# Voopoo Drag or Aegis legend box mod



## Anthony_Baksteen (3/10/18)

Hi Guys,

I am having a hard time choosing between these 2 devices, What would your recommendation be ?

The Voopoo-Drag or the Aegis Legend box mod ?
I am looking for something that can take a beating though.


----------



## Ruwaid (3/10/18)

Beating.... then it should be the Aegis Legend.
From previous posts...the Voopoo paint work is terrible...even careful usage and the paint starts to chip.

Reactions: Agree 2


----------



## Vaporator00 (3/10/18)

Go for the Aegis, the Voopoo can take a beating as well but that paint issue is terrible.

Reactions: Agree 1


----------



## Anthony_Baksteen (3/10/18)

I know the Voopoo uses the Gene chip which is better the the Aegis. But the Aegis is way more durable.
What to choose.

Thanks for the info guys


----------



## wmrigney (3/10/18)

Get both. I have both. I use the Aegis daily. Not sure why I have the drag but when I didn't have it I felt like I needed it. 

Sent from my EML-L29 using Tapatalk

Reactions: Funny 1


----------



## Daniel (3/10/18)

My 2c , the battery life on the Aegis is pathetic , even after the firmware upgrade ..... so for dual coil atties it's a no go IMHO 

Can't comment on the Drag but heard good things about the Gene chip.

Reactions: Agree 1 | Informative 1 | Useful 1


----------



## ace_d_house_cat (3/10/18)

DRAG. The end.

Reactions: Like 1 | Agree 1


----------



## Humbolt (3/10/18)

I bought myself a Drag as a daily out and about mod and I am not disappointed after several months of ownership.

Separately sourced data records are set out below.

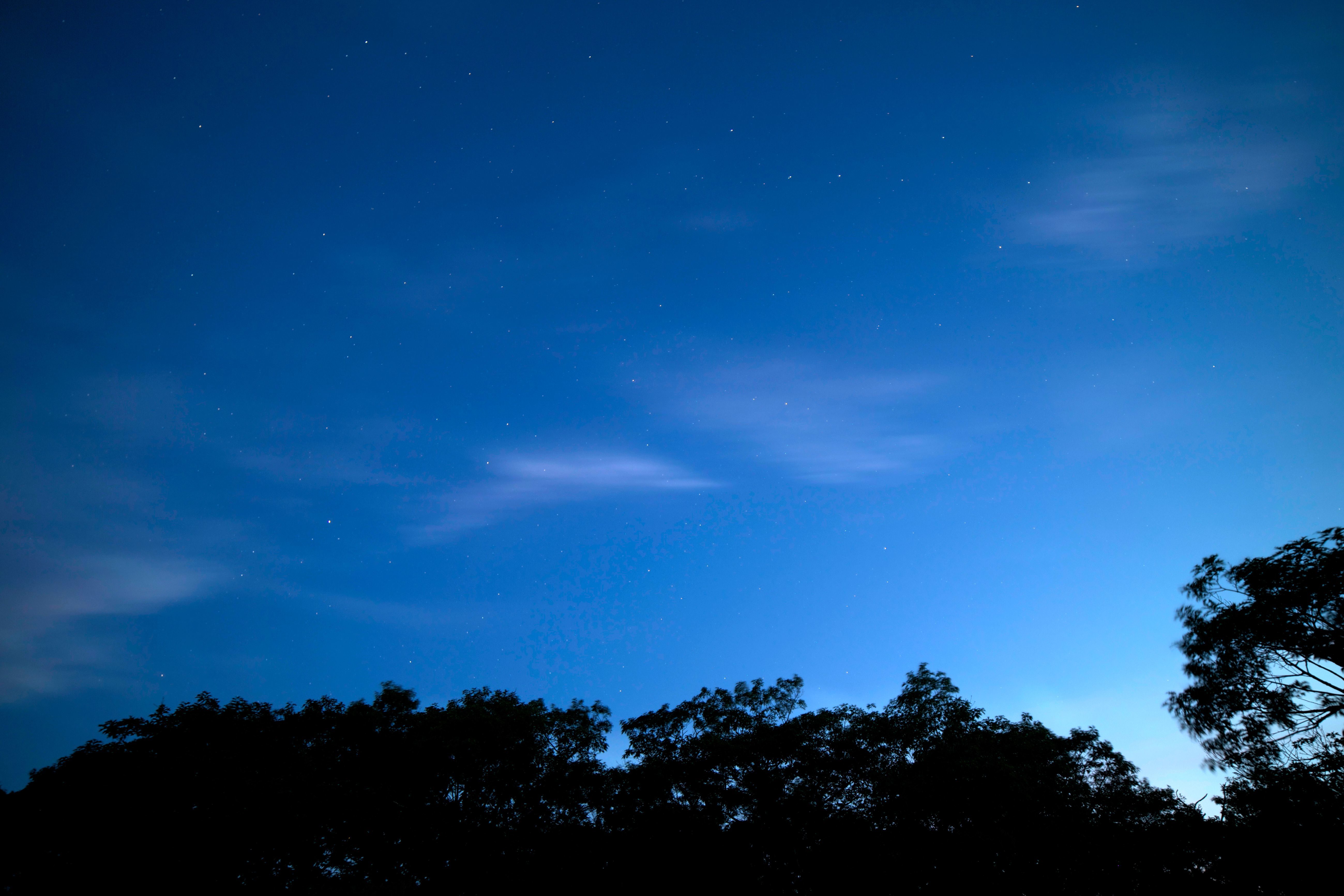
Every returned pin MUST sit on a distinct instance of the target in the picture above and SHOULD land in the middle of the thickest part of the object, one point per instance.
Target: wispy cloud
(521, 484)
(48, 598)
(823, 428)
(1166, 172)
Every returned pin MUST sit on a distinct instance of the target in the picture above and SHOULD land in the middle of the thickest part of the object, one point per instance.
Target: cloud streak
(820, 428)
(522, 484)
(1167, 175)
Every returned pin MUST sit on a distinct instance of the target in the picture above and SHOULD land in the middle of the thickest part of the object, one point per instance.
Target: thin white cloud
(521, 484)
(48, 600)
(1167, 172)
(822, 428)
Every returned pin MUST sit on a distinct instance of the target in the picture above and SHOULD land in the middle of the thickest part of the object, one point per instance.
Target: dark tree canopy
(733, 790)
(1265, 651)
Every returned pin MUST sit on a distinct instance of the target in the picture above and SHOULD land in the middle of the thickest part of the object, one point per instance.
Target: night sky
(612, 350)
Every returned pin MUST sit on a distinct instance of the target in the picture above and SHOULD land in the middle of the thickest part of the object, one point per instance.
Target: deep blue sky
(612, 350)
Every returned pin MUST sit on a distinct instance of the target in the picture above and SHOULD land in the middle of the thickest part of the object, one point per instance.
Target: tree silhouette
(1265, 648)
(730, 790)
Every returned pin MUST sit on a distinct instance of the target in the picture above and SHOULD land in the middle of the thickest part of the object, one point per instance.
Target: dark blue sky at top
(616, 350)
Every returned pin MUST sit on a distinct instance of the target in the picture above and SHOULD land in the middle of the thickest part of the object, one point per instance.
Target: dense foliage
(730, 790)
(1265, 653)
(737, 790)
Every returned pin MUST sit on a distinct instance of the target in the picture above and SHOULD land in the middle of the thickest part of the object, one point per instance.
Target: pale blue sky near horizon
(615, 350)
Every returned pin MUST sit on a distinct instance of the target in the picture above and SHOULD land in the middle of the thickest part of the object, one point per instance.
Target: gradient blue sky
(612, 350)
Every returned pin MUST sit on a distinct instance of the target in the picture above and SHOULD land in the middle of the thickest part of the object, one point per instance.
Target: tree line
(741, 789)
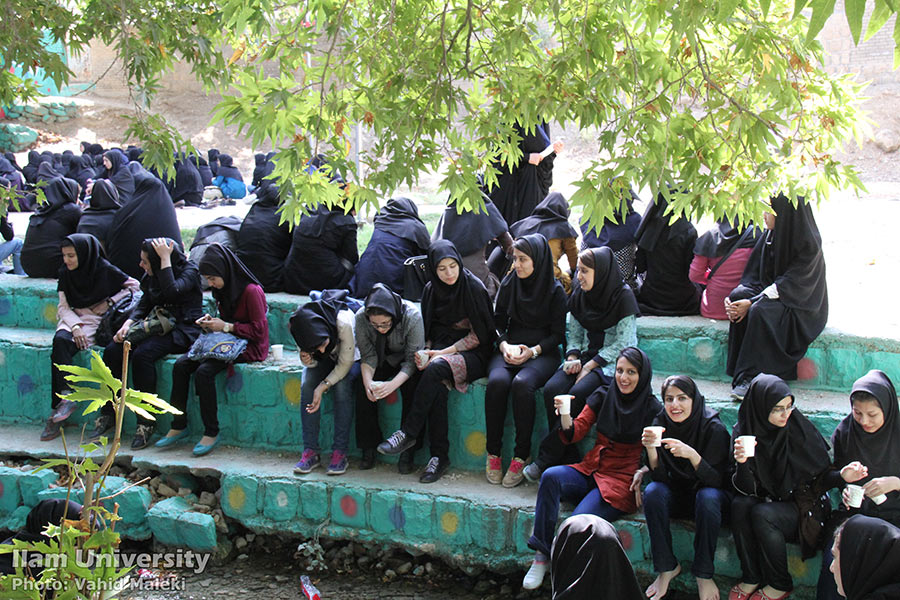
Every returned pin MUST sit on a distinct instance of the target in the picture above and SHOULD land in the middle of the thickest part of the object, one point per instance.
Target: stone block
(281, 499)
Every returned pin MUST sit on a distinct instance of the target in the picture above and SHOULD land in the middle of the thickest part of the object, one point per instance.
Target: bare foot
(660, 585)
(707, 589)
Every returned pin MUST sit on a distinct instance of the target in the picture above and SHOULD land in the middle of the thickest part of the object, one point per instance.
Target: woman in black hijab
(600, 483)
(323, 252)
(48, 226)
(88, 286)
(323, 330)
(780, 491)
(607, 311)
(459, 336)
(664, 255)
(531, 318)
(588, 557)
(399, 234)
(170, 282)
(471, 232)
(98, 217)
(242, 312)
(781, 305)
(867, 451)
(866, 562)
(689, 474)
(116, 170)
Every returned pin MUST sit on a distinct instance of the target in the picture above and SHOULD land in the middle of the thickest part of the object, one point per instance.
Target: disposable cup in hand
(748, 443)
(657, 432)
(855, 494)
(565, 408)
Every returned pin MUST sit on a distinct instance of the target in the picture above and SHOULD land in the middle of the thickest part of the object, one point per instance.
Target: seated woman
(263, 240)
(689, 474)
(399, 234)
(530, 315)
(781, 305)
(867, 451)
(866, 563)
(471, 232)
(389, 332)
(323, 252)
(605, 307)
(459, 337)
(599, 484)
(664, 255)
(229, 179)
(720, 256)
(242, 311)
(98, 217)
(323, 330)
(88, 286)
(170, 282)
(50, 224)
(587, 556)
(780, 490)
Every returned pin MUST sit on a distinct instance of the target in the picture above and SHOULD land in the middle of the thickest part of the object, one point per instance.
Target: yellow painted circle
(237, 497)
(449, 523)
(476, 443)
(292, 391)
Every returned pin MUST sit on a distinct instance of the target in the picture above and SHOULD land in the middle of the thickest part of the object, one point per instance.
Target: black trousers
(62, 353)
(522, 382)
(552, 451)
(761, 532)
(204, 372)
(368, 429)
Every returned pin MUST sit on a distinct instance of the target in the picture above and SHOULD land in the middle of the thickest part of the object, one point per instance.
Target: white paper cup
(855, 494)
(566, 407)
(748, 443)
(657, 432)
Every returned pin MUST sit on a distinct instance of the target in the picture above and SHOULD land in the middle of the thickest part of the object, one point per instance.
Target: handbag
(158, 322)
(115, 317)
(415, 276)
(217, 345)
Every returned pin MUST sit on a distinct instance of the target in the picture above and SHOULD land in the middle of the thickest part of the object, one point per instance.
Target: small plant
(80, 561)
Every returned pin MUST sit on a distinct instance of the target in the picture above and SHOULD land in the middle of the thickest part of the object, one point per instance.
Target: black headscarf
(550, 218)
(588, 557)
(449, 304)
(95, 279)
(528, 300)
(869, 551)
(221, 261)
(470, 231)
(622, 417)
(719, 240)
(608, 301)
(786, 457)
(400, 217)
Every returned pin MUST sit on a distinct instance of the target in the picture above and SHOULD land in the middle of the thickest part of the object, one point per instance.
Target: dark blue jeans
(708, 507)
(565, 484)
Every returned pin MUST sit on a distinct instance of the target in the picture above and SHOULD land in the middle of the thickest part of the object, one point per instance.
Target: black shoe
(103, 424)
(141, 437)
(398, 442)
(405, 465)
(434, 470)
(368, 459)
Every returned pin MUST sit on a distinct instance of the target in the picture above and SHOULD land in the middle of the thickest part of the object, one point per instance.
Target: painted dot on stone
(397, 517)
(476, 443)
(292, 391)
(349, 506)
(237, 497)
(449, 523)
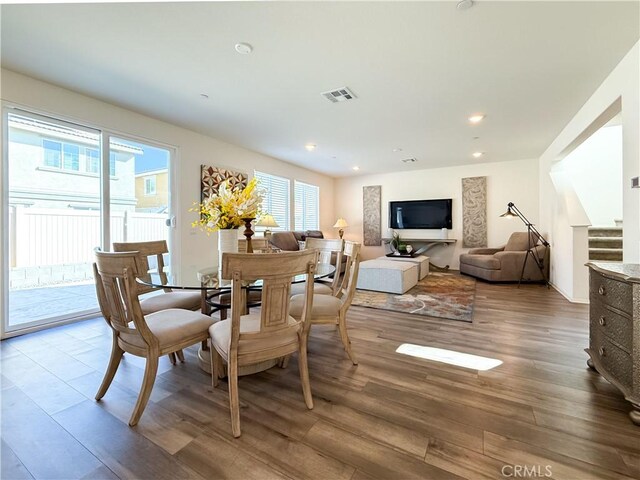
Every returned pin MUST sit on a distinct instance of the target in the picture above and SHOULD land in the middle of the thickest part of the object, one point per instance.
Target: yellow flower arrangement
(228, 207)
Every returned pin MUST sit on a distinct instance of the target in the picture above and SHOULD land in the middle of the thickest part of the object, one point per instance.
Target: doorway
(72, 189)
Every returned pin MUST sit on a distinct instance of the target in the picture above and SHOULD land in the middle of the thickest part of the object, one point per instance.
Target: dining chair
(270, 334)
(332, 309)
(329, 251)
(190, 300)
(149, 336)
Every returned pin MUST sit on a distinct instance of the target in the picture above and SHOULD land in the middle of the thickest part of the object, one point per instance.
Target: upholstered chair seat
(189, 300)
(504, 264)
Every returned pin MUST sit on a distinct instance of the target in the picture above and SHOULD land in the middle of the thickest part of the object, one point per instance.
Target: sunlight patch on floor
(450, 357)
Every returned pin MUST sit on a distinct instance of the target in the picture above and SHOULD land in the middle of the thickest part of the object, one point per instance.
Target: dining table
(216, 297)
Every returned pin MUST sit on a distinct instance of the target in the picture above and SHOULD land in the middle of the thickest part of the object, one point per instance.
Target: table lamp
(269, 222)
(341, 224)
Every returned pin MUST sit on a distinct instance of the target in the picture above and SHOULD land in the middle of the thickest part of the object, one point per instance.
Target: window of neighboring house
(70, 157)
(150, 185)
(276, 198)
(112, 164)
(92, 160)
(307, 206)
(52, 153)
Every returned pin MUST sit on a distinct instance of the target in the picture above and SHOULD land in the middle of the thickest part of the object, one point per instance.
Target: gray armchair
(504, 264)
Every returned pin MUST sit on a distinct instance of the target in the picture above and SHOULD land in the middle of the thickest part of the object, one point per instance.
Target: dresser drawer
(611, 292)
(617, 327)
(616, 361)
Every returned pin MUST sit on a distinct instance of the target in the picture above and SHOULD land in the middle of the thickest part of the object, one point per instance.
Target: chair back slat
(115, 275)
(154, 248)
(276, 272)
(326, 247)
(348, 287)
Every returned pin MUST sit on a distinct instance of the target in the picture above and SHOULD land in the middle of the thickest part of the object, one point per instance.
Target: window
(150, 185)
(71, 157)
(276, 198)
(307, 206)
(92, 160)
(112, 164)
(52, 153)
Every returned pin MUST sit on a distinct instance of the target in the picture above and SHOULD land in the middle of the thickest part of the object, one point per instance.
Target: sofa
(288, 241)
(504, 264)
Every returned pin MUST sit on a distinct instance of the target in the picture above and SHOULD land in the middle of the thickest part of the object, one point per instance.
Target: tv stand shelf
(425, 244)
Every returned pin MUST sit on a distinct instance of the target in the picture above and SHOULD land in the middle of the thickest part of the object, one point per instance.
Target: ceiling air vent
(339, 95)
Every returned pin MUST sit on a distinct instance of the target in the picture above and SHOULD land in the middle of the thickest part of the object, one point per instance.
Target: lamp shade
(341, 223)
(267, 221)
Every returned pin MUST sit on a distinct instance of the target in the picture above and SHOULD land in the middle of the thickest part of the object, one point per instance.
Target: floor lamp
(512, 211)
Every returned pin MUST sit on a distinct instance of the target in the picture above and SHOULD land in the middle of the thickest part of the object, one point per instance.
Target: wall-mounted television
(414, 214)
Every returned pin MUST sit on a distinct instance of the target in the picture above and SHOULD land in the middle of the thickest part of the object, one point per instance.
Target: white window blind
(276, 198)
(307, 206)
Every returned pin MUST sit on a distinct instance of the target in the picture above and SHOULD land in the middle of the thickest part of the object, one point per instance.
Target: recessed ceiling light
(244, 48)
(464, 5)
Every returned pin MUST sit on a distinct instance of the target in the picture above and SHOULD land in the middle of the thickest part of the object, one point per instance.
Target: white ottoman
(387, 276)
(421, 260)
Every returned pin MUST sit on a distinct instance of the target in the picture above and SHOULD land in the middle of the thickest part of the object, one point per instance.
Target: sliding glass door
(62, 203)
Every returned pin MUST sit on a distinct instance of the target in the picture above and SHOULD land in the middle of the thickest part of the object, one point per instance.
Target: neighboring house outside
(55, 201)
(152, 191)
(55, 167)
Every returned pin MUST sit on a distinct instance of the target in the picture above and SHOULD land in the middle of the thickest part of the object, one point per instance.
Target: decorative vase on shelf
(227, 243)
(248, 233)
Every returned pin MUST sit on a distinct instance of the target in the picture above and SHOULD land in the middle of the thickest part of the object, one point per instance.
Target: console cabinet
(614, 327)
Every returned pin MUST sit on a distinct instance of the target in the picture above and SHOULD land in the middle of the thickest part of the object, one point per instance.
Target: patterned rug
(442, 295)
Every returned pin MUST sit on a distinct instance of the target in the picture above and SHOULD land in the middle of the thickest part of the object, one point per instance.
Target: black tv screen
(413, 214)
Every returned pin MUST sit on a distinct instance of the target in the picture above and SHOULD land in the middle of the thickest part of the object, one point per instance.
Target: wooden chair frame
(117, 292)
(276, 272)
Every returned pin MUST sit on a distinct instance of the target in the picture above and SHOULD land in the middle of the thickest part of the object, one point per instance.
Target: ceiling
(419, 70)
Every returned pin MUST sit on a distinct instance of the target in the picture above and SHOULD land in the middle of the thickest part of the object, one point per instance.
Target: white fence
(47, 236)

Granted the paintwork is not the best, but mine doesn't look too bad yet. It doesn't phase me though as its hardy and reliable, albeit a bit weighty. 
I've been using mine all day with 0,14 ohm dual coil at 65w and still have more than 50% battery left, after 3 5ml tanks of juice on LG chocolates. 
So for me, it's been a worthy investment. If you're going to use atomisers of more than 24mm though, there will be a little overhang - if that sort of thing bothers you. It also utilises the batteries more efficiently than my Smoant Cylon. 
The Aegis is another mod I really, really like. I don't own one though so can't say. Mooch has done some drop tests on it I think, so see if you can find that. 
I don't think you can go wrong with either mod, though.

Reactions: Like 1


----------



## Daniel (3/10/18)

The little RX Gen3 also might be an option not so pocket friendly but neither is the Drag or Legend I see there's an 80W mini Aegis out too internal battery though meh.....

Otherwise just get a Noisy 2


----------



## wmrigney (3/10/18)

I find the battery life on the Aegis to be the same as the drag. 

Sent from my EML-L29 using Tapatalk


----------



## Anthony_Baksteen (3/10/18)

I already have the Rx Gen 3 but like you said not pocket friendly and awkward to carry around, I am running it with the Zeus Dual RTA
I landed up getting the Voopoo Drag, I will get the Aegis November sometime, I am running the drop dead on the Voopoo as it's 24 mm.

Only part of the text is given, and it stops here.